Evelyn Diaz of the Heartland Alliance and Sara Heller of the University of Pennsylvania shared their experience generating evidence to prevent crime and violence in Chicago. In response to rising homicide rates in the city, Diaz and Heller collaborated to design and carry out an evaluation of One Summer Chicago Plus, a program providing summer jobs to disadvantaged youth. The program led to a 43 percent decrease in violent crime arrests over 16 months. These results captured both municipal and federal attention, and the program is now on track to quadruple in size. "Just by doing a high-quality study, that also happened to have good results, we were able to make this program available to four times as many young people,” said Diaz. “That never happens in social services." Heller has used these lessons to inform new research, including an ongoing evaluation to test whether assigning participants an adult mentor is needed for the program to work.

A panel on using rigorous evidence to improve health outcomes for mothers and children featured an ongoing evaluation of the Nurse-Family Partnership’s flagship nurse home visiting program for low-income, first-time mothers and babies. Christian Soura of the South Carolina Department of Health and Human Services discussed the practical and political challenges of expanding this program through a pay-for-success contract — an exciting government strategy to fund social programs based on outcomes rather than inputs — and why evaluation is critical to the program’s long-term viability in South Carolina. Katherine Baicker of the Harvard T.H. Chan School of Public Health joined Soura to offer a researcher’s perspective on partnering with government to embed a randomized evaluation into program operations.

The final panel focused on leveraging housing vouchers as a ladder to economic mobility for low-income families.
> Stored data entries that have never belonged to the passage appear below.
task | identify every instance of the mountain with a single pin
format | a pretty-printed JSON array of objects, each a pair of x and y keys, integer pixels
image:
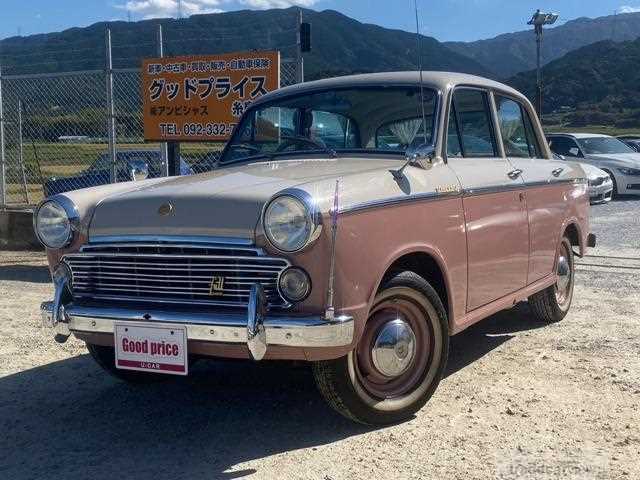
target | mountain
[
  {"x": 598, "y": 84},
  {"x": 340, "y": 44},
  {"x": 511, "y": 53}
]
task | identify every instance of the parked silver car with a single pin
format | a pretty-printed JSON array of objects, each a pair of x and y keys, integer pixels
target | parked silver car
[
  {"x": 600, "y": 183},
  {"x": 610, "y": 154}
]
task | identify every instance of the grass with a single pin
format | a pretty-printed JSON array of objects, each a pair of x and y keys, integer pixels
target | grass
[{"x": 51, "y": 159}]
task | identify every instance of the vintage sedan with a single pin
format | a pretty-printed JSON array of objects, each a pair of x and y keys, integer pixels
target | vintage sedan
[{"x": 355, "y": 223}]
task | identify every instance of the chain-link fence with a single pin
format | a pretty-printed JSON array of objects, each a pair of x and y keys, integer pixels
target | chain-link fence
[{"x": 54, "y": 133}]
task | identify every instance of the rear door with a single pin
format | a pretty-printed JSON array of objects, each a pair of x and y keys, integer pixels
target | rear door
[
  {"x": 495, "y": 214},
  {"x": 545, "y": 182}
]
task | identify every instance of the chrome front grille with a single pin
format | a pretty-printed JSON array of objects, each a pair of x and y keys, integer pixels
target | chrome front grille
[{"x": 207, "y": 274}]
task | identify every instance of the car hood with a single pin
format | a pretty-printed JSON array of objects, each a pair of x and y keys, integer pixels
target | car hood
[
  {"x": 629, "y": 160},
  {"x": 593, "y": 171},
  {"x": 227, "y": 202}
]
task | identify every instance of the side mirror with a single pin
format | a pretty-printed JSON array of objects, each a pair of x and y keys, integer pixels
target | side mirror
[
  {"x": 139, "y": 171},
  {"x": 421, "y": 156}
]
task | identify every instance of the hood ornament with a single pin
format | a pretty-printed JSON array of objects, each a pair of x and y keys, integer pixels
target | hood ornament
[{"x": 165, "y": 209}]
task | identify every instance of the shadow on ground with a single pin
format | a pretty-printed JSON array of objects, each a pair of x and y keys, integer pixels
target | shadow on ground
[{"x": 68, "y": 420}]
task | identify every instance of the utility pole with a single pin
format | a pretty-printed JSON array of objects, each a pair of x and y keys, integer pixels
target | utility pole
[
  {"x": 164, "y": 149},
  {"x": 299, "y": 57},
  {"x": 111, "y": 111},
  {"x": 3, "y": 179},
  {"x": 21, "y": 154},
  {"x": 538, "y": 20}
]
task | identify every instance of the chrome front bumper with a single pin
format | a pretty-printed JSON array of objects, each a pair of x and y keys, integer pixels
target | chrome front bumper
[{"x": 252, "y": 327}]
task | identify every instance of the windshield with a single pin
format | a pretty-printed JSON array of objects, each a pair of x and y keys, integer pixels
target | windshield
[
  {"x": 371, "y": 119},
  {"x": 603, "y": 145}
]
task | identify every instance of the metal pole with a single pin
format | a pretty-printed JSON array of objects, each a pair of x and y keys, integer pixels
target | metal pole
[
  {"x": 111, "y": 113},
  {"x": 21, "y": 153},
  {"x": 3, "y": 181},
  {"x": 538, "y": 71},
  {"x": 164, "y": 150},
  {"x": 299, "y": 57},
  {"x": 173, "y": 149}
]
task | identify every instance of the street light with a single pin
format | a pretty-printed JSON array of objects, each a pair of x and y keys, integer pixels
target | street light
[{"x": 538, "y": 20}]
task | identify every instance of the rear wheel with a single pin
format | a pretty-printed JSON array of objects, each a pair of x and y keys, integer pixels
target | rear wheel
[
  {"x": 552, "y": 304},
  {"x": 399, "y": 360}
]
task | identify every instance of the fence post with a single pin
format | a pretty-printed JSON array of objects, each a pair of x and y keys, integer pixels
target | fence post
[
  {"x": 3, "y": 178},
  {"x": 111, "y": 113},
  {"x": 164, "y": 151},
  {"x": 299, "y": 58},
  {"x": 21, "y": 154}
]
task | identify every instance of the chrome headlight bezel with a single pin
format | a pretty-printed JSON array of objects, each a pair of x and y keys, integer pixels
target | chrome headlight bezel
[
  {"x": 312, "y": 216},
  {"x": 629, "y": 171},
  {"x": 71, "y": 217}
]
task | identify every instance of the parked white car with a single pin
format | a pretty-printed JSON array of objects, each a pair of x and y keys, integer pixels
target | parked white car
[
  {"x": 608, "y": 153},
  {"x": 600, "y": 183}
]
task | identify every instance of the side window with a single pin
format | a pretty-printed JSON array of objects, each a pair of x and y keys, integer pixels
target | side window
[
  {"x": 534, "y": 144},
  {"x": 454, "y": 149},
  {"x": 564, "y": 146},
  {"x": 335, "y": 130},
  {"x": 401, "y": 134},
  {"x": 512, "y": 128},
  {"x": 470, "y": 109}
]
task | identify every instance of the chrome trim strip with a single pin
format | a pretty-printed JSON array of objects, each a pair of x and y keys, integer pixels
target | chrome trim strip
[
  {"x": 283, "y": 330},
  {"x": 469, "y": 192},
  {"x": 222, "y": 241},
  {"x": 395, "y": 200},
  {"x": 466, "y": 192}
]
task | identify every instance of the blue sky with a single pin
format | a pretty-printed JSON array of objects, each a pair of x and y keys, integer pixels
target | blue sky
[{"x": 443, "y": 19}]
J-PAL North America co-scientific director Lawrence Katz of Harvard University and Gregory Russ of the Cambridge Housing Authority spoke on the seminal Moving to Opportunity experiment — a project launched by the U.S. Department of Housing and Urban Developing in 1994 to study the impact of randomly selecting low-income families to receive housing vouchers, some of which required families to move to low-poverty neighborhoods. A recent follow-up study found that children who moved before age 13 with a voucher that was restricted to low-poverty neighborhoods went to college at higher rates and had incomes that were 31 percent higher compared to their peers who did not receive a voucher. This research has spurred an innovative collaboration between 17 public housing authorities and researchers, called Creating Moves to Opportunity, to develop and implement new interventions focused on helping families move to higher opportunity areas.

The second day of the conference included a series of workshops during which academics, policymakers, and practitioners addressed some of the practical challenges of setting up new evaluations and shared lessons across jurisdictions.

J-PAL North America is currently accepting letters of interest for the second round of the J-PAL State and Local Innovation Initiative from governments interested in developing randomized evaluations and using the evidence generated to inform their decision-making. The deadline to submit letters of interest is Feb. 17.